AI Integration Ladder

Policy aim
Try a course-wide vocabulary for AI use that becomes useful when each assignment names its level, boundaries, and evidence of learning.
What students learn
  • AI use is not binary, but depends on the task
  • different levels of AI use require different forms of accountability
  • assignment labels are clearest when they say what AI may do, what it may not replace, and what students should make visible
You'll need
any AI tool
Format
course policy + assignment labels

A single course policy often has to cover very different kinds of work: reading notes, exams, discussion posts, essays, research proposals, presentations, and revision exercises. One blanket rule can make those differences harder to address.
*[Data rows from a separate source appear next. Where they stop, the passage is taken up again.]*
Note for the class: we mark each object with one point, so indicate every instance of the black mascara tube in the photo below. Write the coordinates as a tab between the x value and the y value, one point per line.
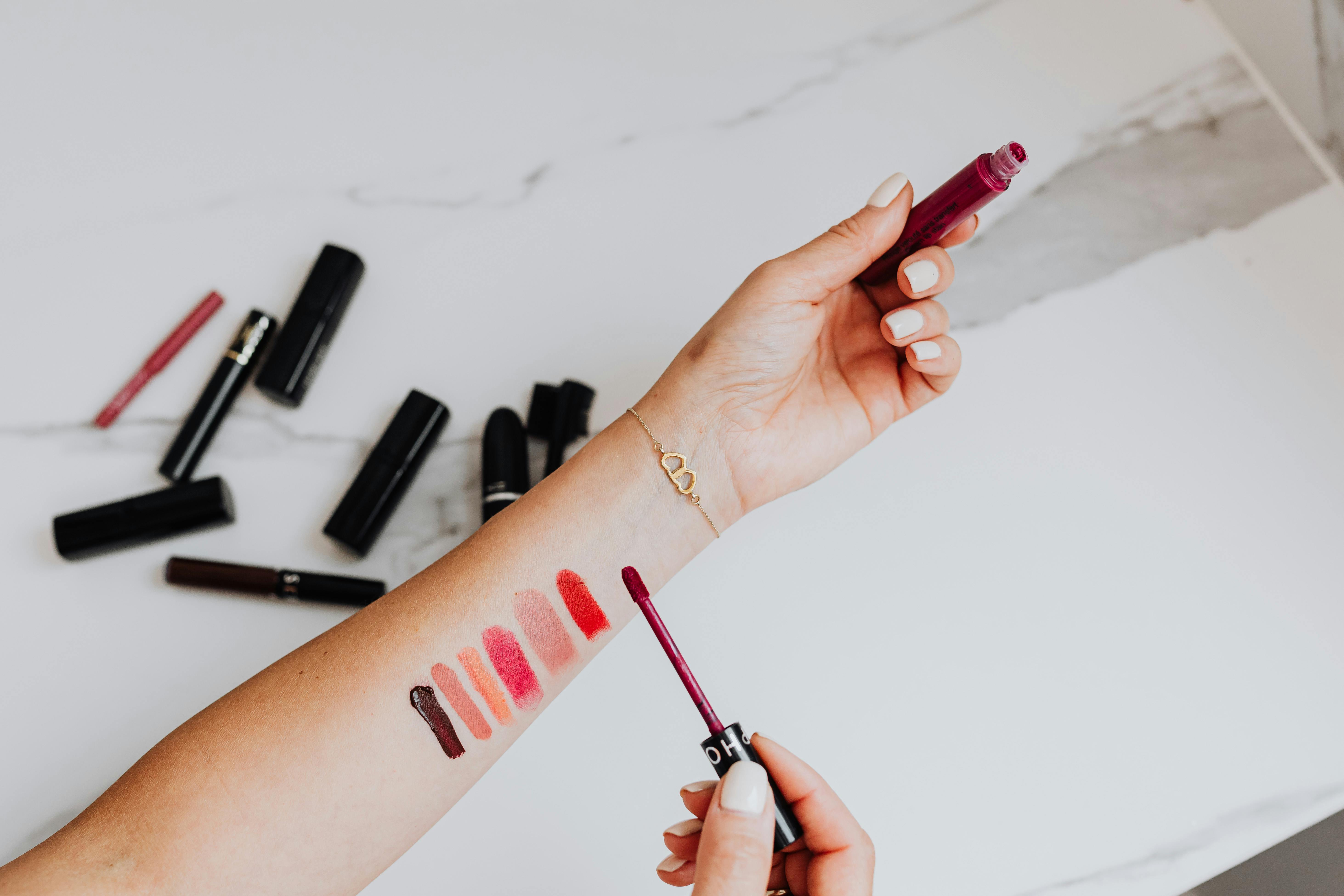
213	406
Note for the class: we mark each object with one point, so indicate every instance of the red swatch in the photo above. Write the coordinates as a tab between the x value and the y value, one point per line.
585	612
427	704
543	629
511	665
461	702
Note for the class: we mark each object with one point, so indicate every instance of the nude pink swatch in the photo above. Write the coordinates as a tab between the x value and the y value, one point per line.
513	668
543	629
461	702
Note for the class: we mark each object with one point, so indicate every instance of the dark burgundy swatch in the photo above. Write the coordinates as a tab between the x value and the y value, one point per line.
427	704
585	612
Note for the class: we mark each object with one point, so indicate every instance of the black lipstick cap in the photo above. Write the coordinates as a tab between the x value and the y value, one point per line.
505	475
218	397
729	747
388	473
146	518
303	340
560	416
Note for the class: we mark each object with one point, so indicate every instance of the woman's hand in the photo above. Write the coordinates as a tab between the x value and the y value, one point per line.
726	850
804	366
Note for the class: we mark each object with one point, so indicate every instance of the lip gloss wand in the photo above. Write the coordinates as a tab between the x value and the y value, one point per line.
726	745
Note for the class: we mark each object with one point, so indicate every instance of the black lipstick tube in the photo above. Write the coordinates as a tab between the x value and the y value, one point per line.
213	406
388	473
730	747
312	322
505	476
287	585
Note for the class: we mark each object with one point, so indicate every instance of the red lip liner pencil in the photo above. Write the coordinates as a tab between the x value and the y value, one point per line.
159	361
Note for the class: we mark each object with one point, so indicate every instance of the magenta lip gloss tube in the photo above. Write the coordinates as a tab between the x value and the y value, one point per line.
967	193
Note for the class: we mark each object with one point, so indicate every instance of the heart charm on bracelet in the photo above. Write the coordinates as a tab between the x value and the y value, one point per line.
676	473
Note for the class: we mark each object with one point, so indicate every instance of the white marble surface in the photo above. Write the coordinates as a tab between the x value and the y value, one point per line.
1082	628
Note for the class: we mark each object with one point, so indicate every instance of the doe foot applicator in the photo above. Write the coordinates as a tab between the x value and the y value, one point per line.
726	745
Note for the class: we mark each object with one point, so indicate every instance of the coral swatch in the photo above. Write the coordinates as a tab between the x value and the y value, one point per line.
427	704
486	686
461	702
543	629
513	667
585	612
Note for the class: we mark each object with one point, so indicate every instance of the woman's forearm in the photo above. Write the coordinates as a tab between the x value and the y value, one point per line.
318	773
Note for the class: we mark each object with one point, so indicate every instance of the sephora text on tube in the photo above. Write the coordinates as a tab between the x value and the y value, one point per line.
965	193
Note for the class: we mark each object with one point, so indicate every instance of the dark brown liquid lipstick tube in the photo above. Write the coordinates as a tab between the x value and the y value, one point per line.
287	585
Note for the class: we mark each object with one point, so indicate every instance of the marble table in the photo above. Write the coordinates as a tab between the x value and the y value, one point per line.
1074	629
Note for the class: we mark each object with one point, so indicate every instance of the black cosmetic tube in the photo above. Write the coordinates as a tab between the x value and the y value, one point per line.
213	406
505	476
288	585
303	340
730	747
388	473
146	518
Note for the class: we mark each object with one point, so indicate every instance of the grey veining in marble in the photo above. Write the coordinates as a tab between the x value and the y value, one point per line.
1201	154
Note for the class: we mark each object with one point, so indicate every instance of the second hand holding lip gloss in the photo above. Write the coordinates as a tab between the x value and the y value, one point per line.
965	193
726	745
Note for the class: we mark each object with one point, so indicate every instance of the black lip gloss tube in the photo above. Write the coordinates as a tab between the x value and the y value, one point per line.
287	585
303	340
505	476
146	518
213	406
388	473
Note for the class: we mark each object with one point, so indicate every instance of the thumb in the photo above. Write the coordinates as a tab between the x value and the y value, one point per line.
840	254
737	842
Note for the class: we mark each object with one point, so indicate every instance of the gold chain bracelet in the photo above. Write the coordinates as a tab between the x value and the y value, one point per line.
678	472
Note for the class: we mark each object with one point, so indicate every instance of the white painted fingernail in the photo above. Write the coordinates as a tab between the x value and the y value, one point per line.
685	828
922	275
745	789
889	190
905	323
927	351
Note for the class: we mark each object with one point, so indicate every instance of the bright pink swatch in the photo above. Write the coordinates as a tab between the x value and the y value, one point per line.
543	629
461	702
585	612
511	667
The AI integration ladder treats AI use as a set of levels. The ladder is not really a policy by itself; it becomes useful when each assignment names its level and explains what that level means for the task at hand.

The Setup

The ladder gives instructors and students a shared vocabulary for AI use across a course. The exact labels can change, but the basic idea is to distinguish between tasks where AI might undermine the learning goal and tasks where AI is part of the learning goal.

The assignment label is where the ladder becomes concrete. For each task, students should be able to see three things:

Possible policy language

AI use in this course varies by assignment. Each assignment will identify one of the following levels:

Level 0: No AI. Complete the work without AI assistance because the assignment is designed to assess your own memory, reading, drafting, or analysis.
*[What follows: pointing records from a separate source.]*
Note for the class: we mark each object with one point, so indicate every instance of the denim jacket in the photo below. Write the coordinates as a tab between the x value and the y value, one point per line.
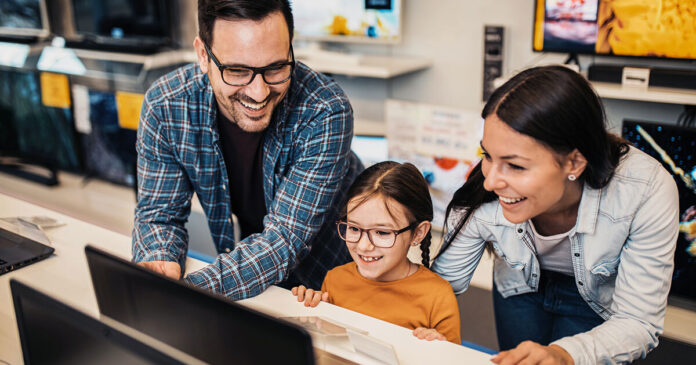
622	250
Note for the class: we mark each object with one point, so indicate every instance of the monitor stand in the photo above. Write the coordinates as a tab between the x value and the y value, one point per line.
316	53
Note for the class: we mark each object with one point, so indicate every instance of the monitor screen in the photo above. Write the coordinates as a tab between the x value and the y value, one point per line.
204	325
52	332
618	27
348	20
675	147
127	22
370	149
23	18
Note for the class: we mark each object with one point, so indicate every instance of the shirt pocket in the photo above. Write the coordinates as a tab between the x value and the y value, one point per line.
605	270
514	264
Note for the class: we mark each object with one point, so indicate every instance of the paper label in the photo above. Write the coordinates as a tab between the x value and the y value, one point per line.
55	90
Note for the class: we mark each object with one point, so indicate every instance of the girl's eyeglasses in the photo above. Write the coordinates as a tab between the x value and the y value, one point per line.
379	237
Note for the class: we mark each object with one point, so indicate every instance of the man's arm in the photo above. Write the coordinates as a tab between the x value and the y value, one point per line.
301	205
164	195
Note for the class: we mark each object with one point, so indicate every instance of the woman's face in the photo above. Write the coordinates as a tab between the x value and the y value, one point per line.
528	177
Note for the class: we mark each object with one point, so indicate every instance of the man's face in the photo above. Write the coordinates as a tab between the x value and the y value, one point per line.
252	44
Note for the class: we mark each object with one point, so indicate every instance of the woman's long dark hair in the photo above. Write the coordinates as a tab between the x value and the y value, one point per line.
403	183
559	109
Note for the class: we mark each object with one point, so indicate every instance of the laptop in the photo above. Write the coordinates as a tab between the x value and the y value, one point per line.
52	332
18	251
204	325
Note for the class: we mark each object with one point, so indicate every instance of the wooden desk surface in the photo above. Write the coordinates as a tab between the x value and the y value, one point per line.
65	276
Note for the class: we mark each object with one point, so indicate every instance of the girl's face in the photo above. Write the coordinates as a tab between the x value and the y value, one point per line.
529	179
377	263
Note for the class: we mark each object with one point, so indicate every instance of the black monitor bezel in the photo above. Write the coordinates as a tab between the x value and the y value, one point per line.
93	326
202	295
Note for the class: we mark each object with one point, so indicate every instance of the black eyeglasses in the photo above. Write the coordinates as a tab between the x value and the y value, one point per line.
274	74
379	237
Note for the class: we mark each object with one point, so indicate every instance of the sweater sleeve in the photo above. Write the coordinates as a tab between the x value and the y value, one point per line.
445	315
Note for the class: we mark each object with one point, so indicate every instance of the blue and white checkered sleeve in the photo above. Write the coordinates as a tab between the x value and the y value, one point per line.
164	192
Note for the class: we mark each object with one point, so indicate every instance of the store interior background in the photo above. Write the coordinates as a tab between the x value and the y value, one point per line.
447	32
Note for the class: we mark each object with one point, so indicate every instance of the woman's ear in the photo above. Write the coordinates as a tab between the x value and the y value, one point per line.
575	163
420	232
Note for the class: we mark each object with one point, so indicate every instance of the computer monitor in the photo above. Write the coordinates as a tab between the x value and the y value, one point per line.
204	325
361	21
23	18
52	332
675	147
139	26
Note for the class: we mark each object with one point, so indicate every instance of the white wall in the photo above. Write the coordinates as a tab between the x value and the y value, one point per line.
450	33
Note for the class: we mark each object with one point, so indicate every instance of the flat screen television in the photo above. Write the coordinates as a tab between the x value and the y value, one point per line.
361	21
139	26
675	147
23	19
639	28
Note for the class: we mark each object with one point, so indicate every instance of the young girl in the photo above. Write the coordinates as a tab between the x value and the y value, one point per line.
388	210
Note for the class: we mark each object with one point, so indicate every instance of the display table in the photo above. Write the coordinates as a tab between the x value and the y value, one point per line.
65	276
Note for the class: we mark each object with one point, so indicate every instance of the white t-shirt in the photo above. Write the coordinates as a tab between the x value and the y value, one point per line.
553	252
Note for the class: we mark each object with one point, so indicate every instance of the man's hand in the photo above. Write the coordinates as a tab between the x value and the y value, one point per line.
309	296
529	352
428	334
166	268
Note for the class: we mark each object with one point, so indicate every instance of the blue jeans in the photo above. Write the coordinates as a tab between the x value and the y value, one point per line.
556	310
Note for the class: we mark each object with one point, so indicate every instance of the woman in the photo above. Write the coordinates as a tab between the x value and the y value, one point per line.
583	226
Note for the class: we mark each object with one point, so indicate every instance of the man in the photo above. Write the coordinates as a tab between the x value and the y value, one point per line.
253	133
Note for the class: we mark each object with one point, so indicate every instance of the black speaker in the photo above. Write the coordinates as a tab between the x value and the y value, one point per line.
605	73
659	77
492	58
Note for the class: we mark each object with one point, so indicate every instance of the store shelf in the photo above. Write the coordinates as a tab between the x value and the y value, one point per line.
651	94
381	67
Level 1: AI for support. You may use AI for brainstorming, outlining, vocabulary help, or revision suggestions, but the core claims, evidence, and structure must be your own.

Level 2: AI as collaborator. You may use AI more substantially, but you must document how it shaped the work and explain what you accepted, rejected, or changed.
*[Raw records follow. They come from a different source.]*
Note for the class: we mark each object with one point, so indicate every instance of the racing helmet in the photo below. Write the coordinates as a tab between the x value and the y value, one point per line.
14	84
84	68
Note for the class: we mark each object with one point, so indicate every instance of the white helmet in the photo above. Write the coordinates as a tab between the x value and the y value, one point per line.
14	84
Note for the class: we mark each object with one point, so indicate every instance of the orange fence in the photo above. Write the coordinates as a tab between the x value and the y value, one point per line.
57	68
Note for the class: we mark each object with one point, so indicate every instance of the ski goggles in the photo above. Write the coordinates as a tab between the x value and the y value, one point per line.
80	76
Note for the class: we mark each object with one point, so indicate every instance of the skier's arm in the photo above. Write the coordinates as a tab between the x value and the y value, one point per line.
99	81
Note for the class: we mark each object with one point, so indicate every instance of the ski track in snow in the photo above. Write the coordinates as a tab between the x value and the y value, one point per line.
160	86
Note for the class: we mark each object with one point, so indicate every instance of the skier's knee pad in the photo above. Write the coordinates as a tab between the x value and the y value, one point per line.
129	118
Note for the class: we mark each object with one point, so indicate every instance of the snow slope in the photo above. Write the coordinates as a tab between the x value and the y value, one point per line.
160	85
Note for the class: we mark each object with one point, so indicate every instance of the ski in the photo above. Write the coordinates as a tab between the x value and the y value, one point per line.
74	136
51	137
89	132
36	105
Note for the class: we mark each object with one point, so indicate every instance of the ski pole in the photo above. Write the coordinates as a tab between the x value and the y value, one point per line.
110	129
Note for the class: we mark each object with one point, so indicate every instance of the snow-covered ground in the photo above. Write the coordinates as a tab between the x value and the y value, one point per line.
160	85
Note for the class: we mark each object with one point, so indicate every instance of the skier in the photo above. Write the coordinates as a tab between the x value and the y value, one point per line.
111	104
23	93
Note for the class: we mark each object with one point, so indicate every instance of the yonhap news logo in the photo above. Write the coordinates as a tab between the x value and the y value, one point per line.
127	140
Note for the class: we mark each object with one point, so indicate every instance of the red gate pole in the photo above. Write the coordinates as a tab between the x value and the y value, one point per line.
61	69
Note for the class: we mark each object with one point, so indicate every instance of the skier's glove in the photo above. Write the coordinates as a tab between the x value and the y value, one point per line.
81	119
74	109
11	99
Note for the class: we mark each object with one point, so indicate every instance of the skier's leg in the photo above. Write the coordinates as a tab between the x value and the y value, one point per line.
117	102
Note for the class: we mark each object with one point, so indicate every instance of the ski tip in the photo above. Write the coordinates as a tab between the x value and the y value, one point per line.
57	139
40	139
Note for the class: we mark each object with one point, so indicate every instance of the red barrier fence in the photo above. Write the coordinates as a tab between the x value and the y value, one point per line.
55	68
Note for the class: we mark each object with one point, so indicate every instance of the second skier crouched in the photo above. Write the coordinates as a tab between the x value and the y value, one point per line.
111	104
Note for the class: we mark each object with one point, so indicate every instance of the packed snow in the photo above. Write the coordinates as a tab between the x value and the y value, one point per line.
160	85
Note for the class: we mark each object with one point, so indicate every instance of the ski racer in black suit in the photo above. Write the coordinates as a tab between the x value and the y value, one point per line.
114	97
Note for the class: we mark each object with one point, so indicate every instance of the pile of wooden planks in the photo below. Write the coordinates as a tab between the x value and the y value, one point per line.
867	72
Level 3: AI as object of critique. You will use AI in order to analyze its output, limits, assumptions, errors, or interpretive habits.

Level 4: AI as workflow tool. AI use is expected because the assignment asks you to test a research, writing, coding, or media workflow that would be difficult to complete manually. This builds AI skills, but your submission should show what you are learning to do with AI, not just use it to produce an output.

Assignment Labels

The ladder works best when it appears inside individual assignments, not just in the syllabus. A short assignment block can make the level concrete without turning every prompt into a policy document.

Reusable assignment label

AI level for this assignment: [Level 0-4]

You may use AI to: [brainstorm possible topics / ask clarifying questions / generate revision suggestions / compare interpretations].

You may not use AI to: [write the central analysis / choose evidence for you / fabricate sources / replace the required reading].

Your submission should show: [specific engagement with course texts / your own interpretive claim / a revision memo / an AI use note / evidence checked against reliable sources].

Why It Works

The ladder helps avoid the false clarity of “AI allowed” or “AI banned.” Students learn that tools have different roles to play depending on the learning situation. AI brainstorming before a thesis workshop is not the same thing as AI-written close reading. AI-assisted transcription for a research workflow is not the same thing as AI-generated reflection after not doing the reading.

The ladder also helps instructors be more precise. Instead of writing a syllabus policy that tries to anticipate every case, the course can establish the vocabulary once and then apply it assignment by assignment. The assignment-level label is what turns the ladder from a taxonomy into usable guidance.

What to Watch For

The ladder needs assignment labels

This framework works best when assignments actually name their AI level and the different levels make sense to students. If the syllabus introduces the ladder but individual assignments are not clear about how it applies in that case, students are left guessing what is allowable and how to satisfy the assignment.

The hardest level is usually Level 1. “AI for support” sounds intuitive, but students may not know where support ends and substitution begins. It helps to give examples: asking AI to suggest possible counterarguments is support; submitting an AI-generated interpretation as your own close reading is substitution.

What I Would Do Differently

I would ask students to classify two or three sample uses of AI during the first week of class. That turns the policy into a discussion about learning goals rather than a rule they skim once. I would also keep the ladder short enough to remember. More than five levels starts to feel like a compliance taxonomy rather than a teaching tool, and four might be the sweet spot.